Google calls the AI fuzz to find vulnerabilities

Not familiar with 'fuzzing'? It's a software testing technique that involves feeding invalid, unexpected, or random data into a program to detect coding errors and security vulnerabilities.

Back in August 2023, Google introduced AI-Powered Fuzzing, using large language models (LLM) to improve fuzzing coverage to find more vulnerabilities automatically -- before malicious attackers could exploit them.

Recently the company's OSS-Fuzz team reported 26 new vulnerabilities to open source project maintainers, including one vulnerability in the critical OpenSSL library (CVE-2024-9143) that underpins much of internet infrastructure.

The team used AI-generated and enhanced fuzz targets to detect these vulnerabilities, representing a milestone for automated vulnerability finding. Each was found with AI, using AI-generated and enhanced fuzz targets. The OpenSSL CVE is one of the first vulnerabilities in a critical piece of software that was discovered by LLMs, adding another real-world example to a recent Google discovery of an exploitable stack buffer underflow in the widely used database engine SQLite.

To get these results the team has made two major advances. The first is automatically generating more relevant context in prompts. The more complete and relevant information the LLM is given about a project, the less likely it is to hallucinate the missing details in its response.

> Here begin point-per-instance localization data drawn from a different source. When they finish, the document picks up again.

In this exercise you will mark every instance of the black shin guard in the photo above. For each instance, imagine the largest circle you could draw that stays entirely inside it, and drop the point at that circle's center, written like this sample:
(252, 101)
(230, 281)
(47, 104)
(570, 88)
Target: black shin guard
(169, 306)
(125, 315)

The second is the discovery that LLMs have turned out to be highly effective at emulating a typical developer's entire workflow of writing, testing, and iterating on the fuzz target, as well as triaging the crashes found. This makes it possible to further automate more parts of the fuzzing workflow. This additional feedback in turn also results in higher quality and greater number of correct fuzz targets.

Google's ultimate goal is to fully automate the entire workflow by having the LLM generate a suggested patch for the vulnerability that it finds.